Geschlossenheit muss die Ärzteschaft auch auf einem ureigenen Feld ihrer Selbstverwaltung beweisen: in der Weiterbildung. Dass die Politik bereitsteht, um die Regelungskompetenz auch für dieses Gebiet an sich zu reißen, hat Schmidt mit ihrer nicht akzeptablen Einmischung in die innerärztliche Diskussion zu diesem Thema indirekt deutlich gemacht. Noch lässt sich der Mehrheitsbeschluss des Münsteraner Ärztetages zur Wiedereinführung des Allgemein-Internisten nicht als Westfälischer Frieden feiern. Dazu müssen erst alle Ärztekammern die Änderung der (Muster-)Weiterbildungsordnung übernehmen. Der bei Allgemeinmedizinern und Internisten spürbare Wunsch, den jahrelangen Streit jetzt zu beenden, lässt zumindest hoffen.
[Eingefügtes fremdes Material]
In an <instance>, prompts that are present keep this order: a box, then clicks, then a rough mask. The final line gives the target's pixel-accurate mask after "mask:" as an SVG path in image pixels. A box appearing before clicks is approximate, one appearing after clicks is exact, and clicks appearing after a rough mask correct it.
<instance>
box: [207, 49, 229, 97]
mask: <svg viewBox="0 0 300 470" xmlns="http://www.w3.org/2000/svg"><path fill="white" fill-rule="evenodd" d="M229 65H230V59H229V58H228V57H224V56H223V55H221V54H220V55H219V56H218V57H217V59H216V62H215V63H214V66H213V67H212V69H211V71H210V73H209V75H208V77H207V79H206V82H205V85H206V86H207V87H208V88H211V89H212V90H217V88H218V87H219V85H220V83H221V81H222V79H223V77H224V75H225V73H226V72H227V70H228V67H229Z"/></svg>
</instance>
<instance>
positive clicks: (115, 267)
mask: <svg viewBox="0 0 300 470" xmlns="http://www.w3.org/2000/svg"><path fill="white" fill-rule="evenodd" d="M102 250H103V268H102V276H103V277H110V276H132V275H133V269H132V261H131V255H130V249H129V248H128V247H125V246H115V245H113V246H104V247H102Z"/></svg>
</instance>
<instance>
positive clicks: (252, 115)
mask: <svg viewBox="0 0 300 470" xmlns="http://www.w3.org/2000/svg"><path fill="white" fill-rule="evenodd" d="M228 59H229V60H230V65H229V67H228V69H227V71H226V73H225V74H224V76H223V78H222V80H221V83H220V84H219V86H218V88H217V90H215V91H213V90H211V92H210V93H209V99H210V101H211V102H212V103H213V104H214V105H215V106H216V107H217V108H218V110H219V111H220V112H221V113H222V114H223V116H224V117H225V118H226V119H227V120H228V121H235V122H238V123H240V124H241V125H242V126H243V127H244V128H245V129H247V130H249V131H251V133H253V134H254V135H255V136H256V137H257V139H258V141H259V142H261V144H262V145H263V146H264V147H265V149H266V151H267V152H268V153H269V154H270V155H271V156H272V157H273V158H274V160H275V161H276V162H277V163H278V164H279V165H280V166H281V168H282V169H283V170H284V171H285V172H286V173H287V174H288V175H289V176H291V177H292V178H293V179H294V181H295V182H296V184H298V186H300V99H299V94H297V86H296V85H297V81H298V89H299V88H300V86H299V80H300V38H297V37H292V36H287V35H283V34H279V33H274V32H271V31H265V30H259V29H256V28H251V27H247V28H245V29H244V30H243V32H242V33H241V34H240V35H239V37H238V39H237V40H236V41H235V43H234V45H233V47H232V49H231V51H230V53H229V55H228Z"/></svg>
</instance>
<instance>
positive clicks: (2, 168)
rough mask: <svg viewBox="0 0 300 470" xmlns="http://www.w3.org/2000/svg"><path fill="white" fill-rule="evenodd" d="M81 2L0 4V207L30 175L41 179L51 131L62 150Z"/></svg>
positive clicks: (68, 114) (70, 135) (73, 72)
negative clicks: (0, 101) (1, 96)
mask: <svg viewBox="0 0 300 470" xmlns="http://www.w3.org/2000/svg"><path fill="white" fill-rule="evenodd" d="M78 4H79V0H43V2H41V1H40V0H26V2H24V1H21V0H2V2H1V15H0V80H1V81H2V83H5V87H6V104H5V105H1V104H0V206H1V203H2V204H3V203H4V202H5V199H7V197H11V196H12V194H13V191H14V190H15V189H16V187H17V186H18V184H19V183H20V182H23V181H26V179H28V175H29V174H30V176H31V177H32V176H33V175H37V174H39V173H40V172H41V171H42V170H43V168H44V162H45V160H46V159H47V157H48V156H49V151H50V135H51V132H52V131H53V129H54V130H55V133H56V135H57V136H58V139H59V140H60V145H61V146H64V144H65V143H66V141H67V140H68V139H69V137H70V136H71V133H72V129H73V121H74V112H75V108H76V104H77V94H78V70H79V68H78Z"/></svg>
Geschlossen aufzutreten ist besonders schwierig, wenn es um Konzeptionen und Zukunftsentwürfe geht. Diese will der Vorstand der Bundesärztekammer, von den Delegierten in Münster beauftragt, dem 111. Deutschen Ärztetag in Ulm vorlegen. Wie ist unter den Bedingungen einer alternden Gesellschaft eine hochwertige medizinische Versorgung zu sichern? Wie kann eine nachhaltige Finanzierung aussehen? Wie sind die Rahmenbedingungen für die ärztliche Tätigkeit zu gestalten, die eine wissenschaftlich abgesicherte bedarfsorientierte Medizin gestatten, ohne eine Fremdbestimmung des Arzt-Patienten-Verhältnisses zuzulassen? Hierzu gibt es aus der Ärzteschaft viele, oft auch divergierende Aussagen, aber kein geschlossenes Konzept.
„Wenn über das Grundsätzliche keine Einigkeit besteht, ist es sinnlos, miteinander Pläne zu machen“, sagt Konfuzius. Diese notwendige Basis, das hat der Ärztetag von Münster gezeigt, ist vorhanden. Mit einem guten gesundheitspolitischen Programm hätte sich an der konkreten Situation der Ärztinnen und Ärzte, an den Berufsperspektiven des Nachwuchses noch nichts geändert. Aber die Politik hätte eine Vorlage für eine wirkliche Reform nach der nächsten Bundestagswahl.